The first Open-Source high-performance MTA developed from the ground-up for high-volume email sending environments.
https://kumomta.com
Apache License 2.0
231 stars 32 forks source link

Add Support for an HTTP Endpoint that Returns the Current Status of KumoMTA #257

Open midnight-pm opened 1 month ago

midnight-pm commented 1 month ago

Hello!

As a feature request ([enhancement]), I'd like to submit for a new endpoint to be added - accessible (as an example) as http://localhost:8000/status.json:


Example Payload:

{
    "information": {
        "product": "KumoMTA"
        , "build": "2024.07.08-902a1576"
        , "uptime": "86400"
        , "status": "operational"
    },
    "environment":
    {
        "os": "Linux"
        , "kernel": "6.1.82-99.168.amzn2023.aarch64"
        , "hostname": "foo.bar.internal"
        , "architecture": "aarch64"
        , "current_time": "2024-08-22T11:53:55-0400"
    }
}

In this example, the value for ["environment"]["current_time"] is populated with an ISO 8601-compliant timestamp - represented by the value of echo $(date +%F)"T"$(date +%T)$(date +%z).
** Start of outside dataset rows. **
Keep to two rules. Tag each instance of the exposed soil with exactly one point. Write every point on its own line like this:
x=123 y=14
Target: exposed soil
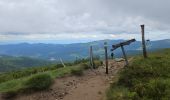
x=91 y=86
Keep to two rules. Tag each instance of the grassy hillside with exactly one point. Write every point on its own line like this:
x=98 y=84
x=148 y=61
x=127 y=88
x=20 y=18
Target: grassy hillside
x=10 y=63
x=69 y=52
x=144 y=79
x=38 y=78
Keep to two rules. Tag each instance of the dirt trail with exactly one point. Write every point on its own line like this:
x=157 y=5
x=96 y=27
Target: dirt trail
x=91 y=86
x=94 y=88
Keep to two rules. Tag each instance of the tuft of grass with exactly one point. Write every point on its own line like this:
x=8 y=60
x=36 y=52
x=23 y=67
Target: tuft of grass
x=35 y=79
x=38 y=82
x=77 y=72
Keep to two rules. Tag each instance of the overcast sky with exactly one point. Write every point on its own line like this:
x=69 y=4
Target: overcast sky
x=68 y=21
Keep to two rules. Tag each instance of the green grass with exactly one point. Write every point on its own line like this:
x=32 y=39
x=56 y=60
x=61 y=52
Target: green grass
x=144 y=79
x=19 y=84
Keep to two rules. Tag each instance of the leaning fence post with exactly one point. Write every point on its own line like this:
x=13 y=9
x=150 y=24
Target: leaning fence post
x=106 y=56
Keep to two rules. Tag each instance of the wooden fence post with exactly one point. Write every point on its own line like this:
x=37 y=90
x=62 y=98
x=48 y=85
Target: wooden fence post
x=124 y=54
x=143 y=41
x=91 y=57
x=106 y=57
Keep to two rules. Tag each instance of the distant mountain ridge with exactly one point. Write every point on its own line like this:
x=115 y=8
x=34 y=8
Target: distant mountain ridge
x=70 y=52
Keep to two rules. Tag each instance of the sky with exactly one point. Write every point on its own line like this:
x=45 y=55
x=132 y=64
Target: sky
x=73 y=21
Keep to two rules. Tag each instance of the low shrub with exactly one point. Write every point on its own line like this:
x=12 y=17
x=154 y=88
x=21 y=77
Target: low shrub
x=77 y=72
x=85 y=66
x=38 y=82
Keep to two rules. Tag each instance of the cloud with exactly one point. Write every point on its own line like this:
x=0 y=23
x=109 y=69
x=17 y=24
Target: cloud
x=25 y=18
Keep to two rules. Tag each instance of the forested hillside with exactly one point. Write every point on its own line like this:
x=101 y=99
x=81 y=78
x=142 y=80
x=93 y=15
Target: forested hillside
x=9 y=63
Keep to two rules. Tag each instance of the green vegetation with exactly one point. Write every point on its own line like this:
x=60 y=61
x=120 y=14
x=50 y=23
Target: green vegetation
x=10 y=63
x=38 y=82
x=77 y=72
x=37 y=78
x=144 y=79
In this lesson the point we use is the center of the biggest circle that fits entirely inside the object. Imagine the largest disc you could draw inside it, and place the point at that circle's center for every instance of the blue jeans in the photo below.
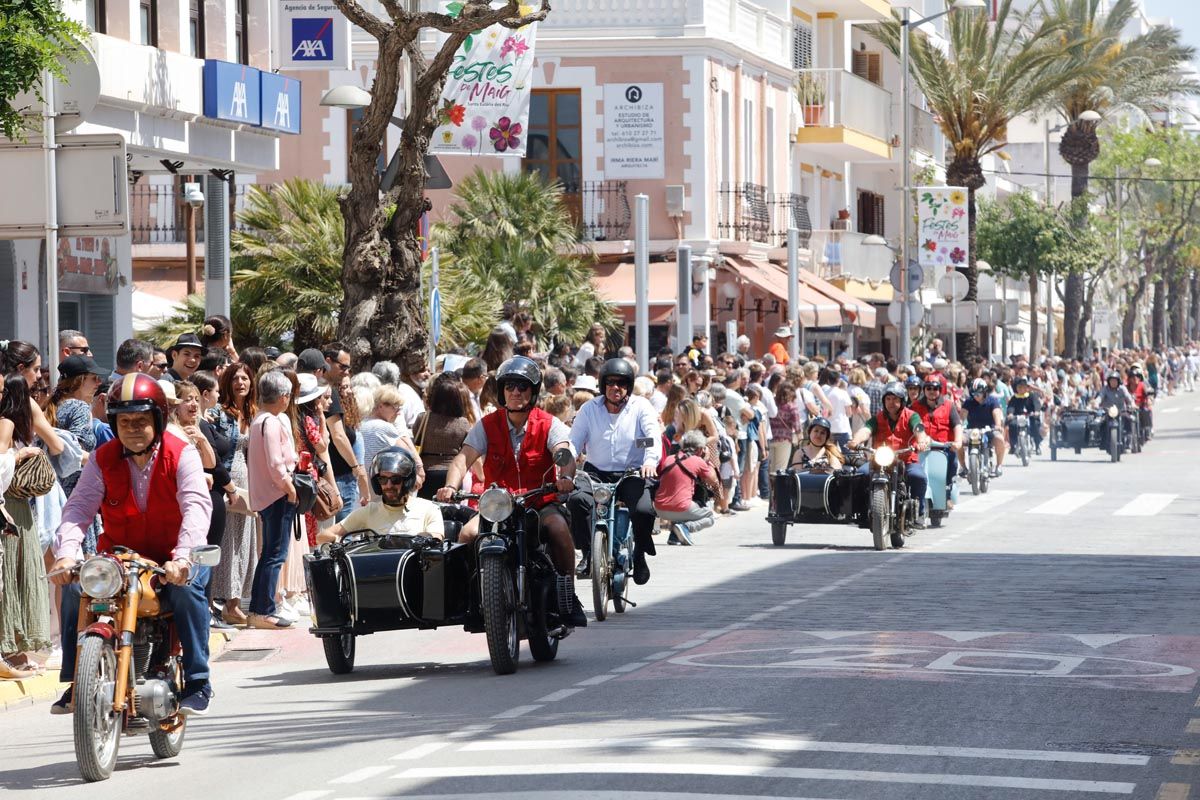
(348, 487)
(191, 609)
(277, 519)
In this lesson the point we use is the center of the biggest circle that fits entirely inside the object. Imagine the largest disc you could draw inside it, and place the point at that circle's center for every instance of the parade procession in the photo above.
(579, 400)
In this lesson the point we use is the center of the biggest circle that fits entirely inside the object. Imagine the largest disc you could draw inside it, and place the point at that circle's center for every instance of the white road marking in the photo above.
(983, 503)
(1066, 503)
(358, 776)
(420, 751)
(797, 744)
(799, 774)
(511, 714)
(1145, 505)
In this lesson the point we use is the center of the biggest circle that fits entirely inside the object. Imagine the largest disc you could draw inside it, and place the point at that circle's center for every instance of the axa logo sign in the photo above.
(312, 38)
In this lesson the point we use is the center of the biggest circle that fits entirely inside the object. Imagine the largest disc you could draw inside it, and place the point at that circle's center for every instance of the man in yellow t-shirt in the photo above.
(397, 510)
(779, 347)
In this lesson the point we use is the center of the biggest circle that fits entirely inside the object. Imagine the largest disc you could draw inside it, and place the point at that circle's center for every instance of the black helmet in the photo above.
(396, 461)
(519, 370)
(819, 422)
(897, 390)
(617, 368)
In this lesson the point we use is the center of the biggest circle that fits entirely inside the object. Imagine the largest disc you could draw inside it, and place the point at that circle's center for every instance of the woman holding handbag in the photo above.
(231, 414)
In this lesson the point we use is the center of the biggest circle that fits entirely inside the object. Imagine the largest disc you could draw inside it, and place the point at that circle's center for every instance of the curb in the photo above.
(46, 686)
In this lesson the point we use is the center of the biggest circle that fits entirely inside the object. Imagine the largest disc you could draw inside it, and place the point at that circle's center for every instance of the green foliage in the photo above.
(34, 35)
(288, 262)
(1020, 239)
(513, 240)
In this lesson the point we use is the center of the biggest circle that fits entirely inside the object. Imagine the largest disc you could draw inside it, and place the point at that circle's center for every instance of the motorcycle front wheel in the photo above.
(880, 516)
(501, 617)
(600, 572)
(97, 727)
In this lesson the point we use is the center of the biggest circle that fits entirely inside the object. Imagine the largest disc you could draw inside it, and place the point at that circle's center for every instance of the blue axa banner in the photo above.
(232, 92)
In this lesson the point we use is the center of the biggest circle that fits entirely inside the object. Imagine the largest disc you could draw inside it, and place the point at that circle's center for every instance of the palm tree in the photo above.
(993, 73)
(513, 240)
(1138, 76)
(288, 262)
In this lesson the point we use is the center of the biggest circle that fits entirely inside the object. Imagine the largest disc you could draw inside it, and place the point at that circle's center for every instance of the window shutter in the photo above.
(802, 47)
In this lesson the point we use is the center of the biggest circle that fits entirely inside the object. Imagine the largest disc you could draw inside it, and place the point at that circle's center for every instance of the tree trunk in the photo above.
(966, 170)
(1033, 316)
(1158, 313)
(1129, 320)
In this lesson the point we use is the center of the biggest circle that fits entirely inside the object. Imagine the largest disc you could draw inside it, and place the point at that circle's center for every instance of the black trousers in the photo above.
(633, 493)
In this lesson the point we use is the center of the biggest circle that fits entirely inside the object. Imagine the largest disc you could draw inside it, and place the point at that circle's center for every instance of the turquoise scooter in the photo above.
(935, 462)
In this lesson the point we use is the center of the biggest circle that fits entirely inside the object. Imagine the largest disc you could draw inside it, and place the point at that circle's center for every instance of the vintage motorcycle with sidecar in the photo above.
(503, 584)
(875, 499)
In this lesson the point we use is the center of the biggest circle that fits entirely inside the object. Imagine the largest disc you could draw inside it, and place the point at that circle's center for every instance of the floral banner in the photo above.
(942, 233)
(485, 103)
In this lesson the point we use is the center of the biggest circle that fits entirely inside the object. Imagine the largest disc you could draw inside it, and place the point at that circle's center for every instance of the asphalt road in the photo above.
(1015, 653)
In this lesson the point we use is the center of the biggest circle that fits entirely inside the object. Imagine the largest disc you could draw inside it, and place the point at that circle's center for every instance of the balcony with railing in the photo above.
(843, 253)
(844, 116)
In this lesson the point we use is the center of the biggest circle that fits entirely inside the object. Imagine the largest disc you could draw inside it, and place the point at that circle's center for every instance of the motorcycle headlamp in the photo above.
(101, 577)
(496, 505)
(885, 456)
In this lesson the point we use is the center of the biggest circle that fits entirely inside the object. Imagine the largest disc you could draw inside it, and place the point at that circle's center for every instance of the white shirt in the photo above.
(610, 440)
(413, 405)
(418, 516)
(840, 402)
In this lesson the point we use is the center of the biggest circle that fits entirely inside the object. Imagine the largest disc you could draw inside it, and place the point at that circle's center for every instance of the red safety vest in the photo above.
(937, 421)
(898, 437)
(153, 533)
(534, 465)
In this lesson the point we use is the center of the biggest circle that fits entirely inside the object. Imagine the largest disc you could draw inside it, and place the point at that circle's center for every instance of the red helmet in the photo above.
(138, 392)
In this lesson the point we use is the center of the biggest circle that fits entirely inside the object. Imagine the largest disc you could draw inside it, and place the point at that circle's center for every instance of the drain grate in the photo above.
(247, 654)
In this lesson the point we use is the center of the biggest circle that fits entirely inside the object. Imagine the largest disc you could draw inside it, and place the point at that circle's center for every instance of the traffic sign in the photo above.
(953, 284)
(916, 313)
(436, 313)
(916, 275)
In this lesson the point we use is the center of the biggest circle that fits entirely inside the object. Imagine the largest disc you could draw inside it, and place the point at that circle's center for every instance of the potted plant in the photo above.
(810, 90)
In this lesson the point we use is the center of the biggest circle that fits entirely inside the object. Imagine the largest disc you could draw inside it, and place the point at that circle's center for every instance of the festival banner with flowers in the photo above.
(485, 104)
(942, 228)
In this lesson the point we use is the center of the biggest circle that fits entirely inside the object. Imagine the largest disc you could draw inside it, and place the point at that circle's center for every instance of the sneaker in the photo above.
(577, 618)
(63, 705)
(681, 531)
(641, 570)
(196, 701)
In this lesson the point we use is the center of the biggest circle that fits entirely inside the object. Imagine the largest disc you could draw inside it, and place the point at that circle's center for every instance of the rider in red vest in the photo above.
(899, 427)
(517, 443)
(941, 420)
(148, 486)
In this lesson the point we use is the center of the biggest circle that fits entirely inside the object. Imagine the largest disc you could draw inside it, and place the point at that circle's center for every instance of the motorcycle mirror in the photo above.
(205, 555)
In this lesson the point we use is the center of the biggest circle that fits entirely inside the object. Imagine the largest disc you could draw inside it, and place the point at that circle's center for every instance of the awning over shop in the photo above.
(816, 310)
(861, 312)
(616, 283)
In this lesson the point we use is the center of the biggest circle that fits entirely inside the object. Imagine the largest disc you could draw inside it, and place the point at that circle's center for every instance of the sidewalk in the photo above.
(46, 686)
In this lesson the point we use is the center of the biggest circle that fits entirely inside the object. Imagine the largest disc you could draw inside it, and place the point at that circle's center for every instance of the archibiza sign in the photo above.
(311, 35)
(484, 109)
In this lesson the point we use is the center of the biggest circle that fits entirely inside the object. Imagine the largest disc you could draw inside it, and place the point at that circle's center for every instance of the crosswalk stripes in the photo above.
(1145, 505)
(1066, 503)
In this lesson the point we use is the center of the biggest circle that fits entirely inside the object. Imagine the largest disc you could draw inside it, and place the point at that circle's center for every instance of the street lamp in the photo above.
(352, 98)
(193, 198)
(906, 24)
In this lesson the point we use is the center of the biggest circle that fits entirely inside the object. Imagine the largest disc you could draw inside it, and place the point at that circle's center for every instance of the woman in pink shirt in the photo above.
(271, 458)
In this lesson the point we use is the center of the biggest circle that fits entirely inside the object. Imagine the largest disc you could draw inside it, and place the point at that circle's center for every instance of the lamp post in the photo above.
(193, 198)
(906, 25)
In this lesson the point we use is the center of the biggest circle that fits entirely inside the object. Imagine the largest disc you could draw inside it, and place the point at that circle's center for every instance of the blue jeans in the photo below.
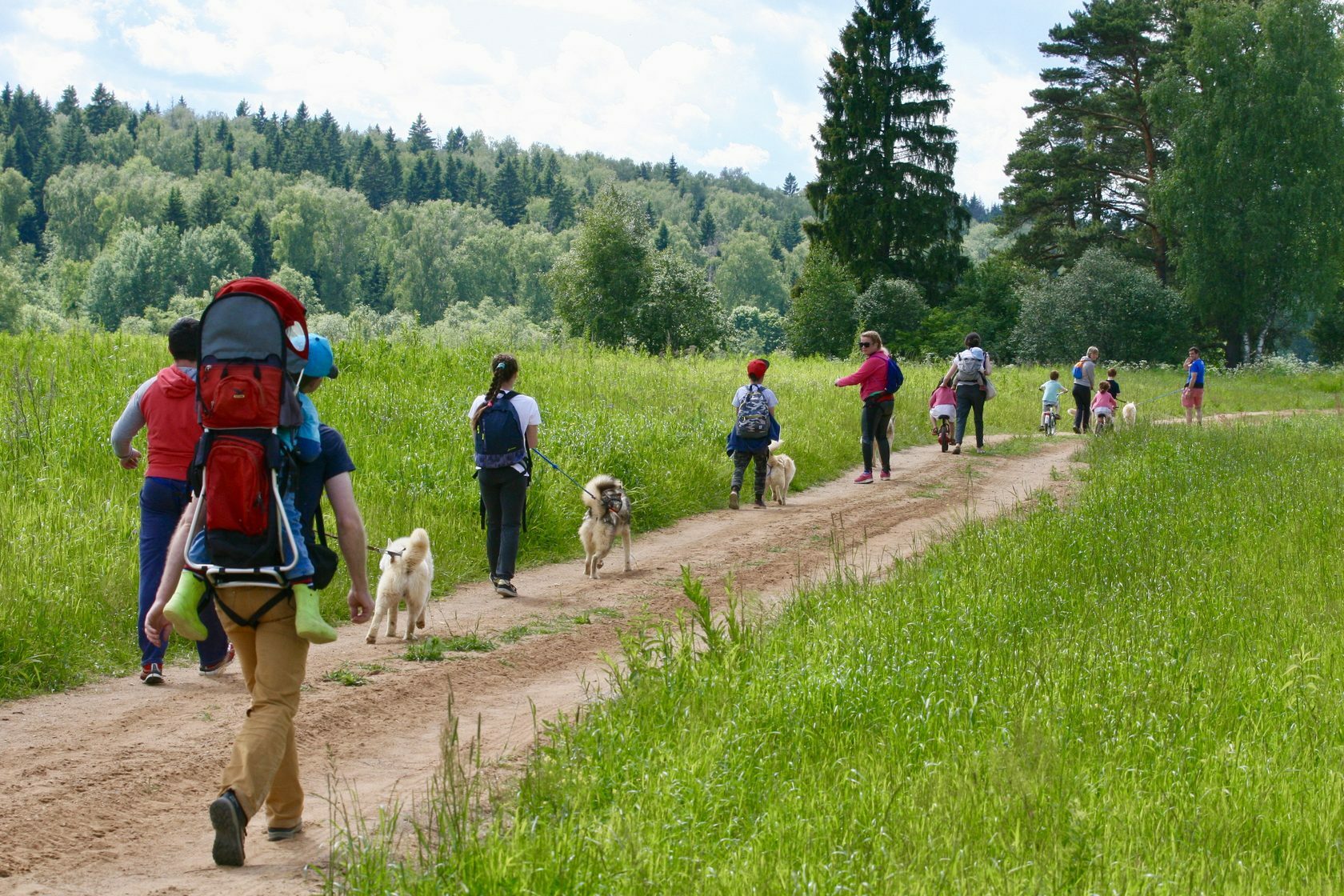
(162, 502)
Alternative Example Payload:

{
    "information": {
        "product": "KumoMTA"
        , "build": "2024.07.08-902a1576"
        , "uptime": "86400"
        , "status": "operational"
    },
    "environment":
    {
        "os": "Linux"
        , "kernel": "6.1.82-99.168.amzn2023.aarch64"
        , "hostname": "foo.bar.internal"
        , "architecture": "aarch64"
        , "current_time": "1724341944"
    }
}

In this example, the value for ["environment"]["current_time"] is populated with the number of seconds since Epoch - represented by the value of date +%s.


I recognize that this appears to be redundant based upon being able to access similar information through something such as systemctl status kumomta, and obtaining other information through commands such as uname -a, hostname -s, /opt/kumomta/sbin/kumod --version, and the aforementioned date commands. This is for the purpose of being able to perform status checks remotely, or by using an external monitoring service as opposed to wrapping the above commands with something such as a Python script, etc.

Additionally, checking against a supplied endpoint itself allows one to apply a timeout, and to verify that the actual process is responsive and not hung which may not necessarily be represented in a timely manner by systemctl status [service].

Alternatively, the entirety of the ["environment"] object of the above exampled JSON payload can be discarded.

{
    "information": {
        "product": "KumoMTA"
        , "build": "2024.07.08-902a1576"
        , "uptime": "86400"
        , "status": "operational"
    }
}

The idea, predominantly, is just to determine the status of KumoMTA, and verify that the endpoint is responsive (HTTP response code 200), but without necessarily needing to hit and parse the metrics.json endpoint - particularly given that a non-operational endpoint (and downed process) would then result in an error being received by the client indicating a failure to connect in the form of either a timeout (curl error code number 28) or a rejected connection (curl error code number 7).

wez commented 4 weeks ago

We did recently add the /api/check-liveness/v1 endpoint which returns a 200 status when the system is up and ready to accept messages, or 503 otherwise, with a textual description for why; eg: performing initial spool enumeration, over disk, or over memory.

The process start timestamp might be handy to export via the /metrics endpoint so that prometheus can chart continuous uptime.

I think the other information is potentially useful, but I'm cagey about exposing too much system information through random network endpoints.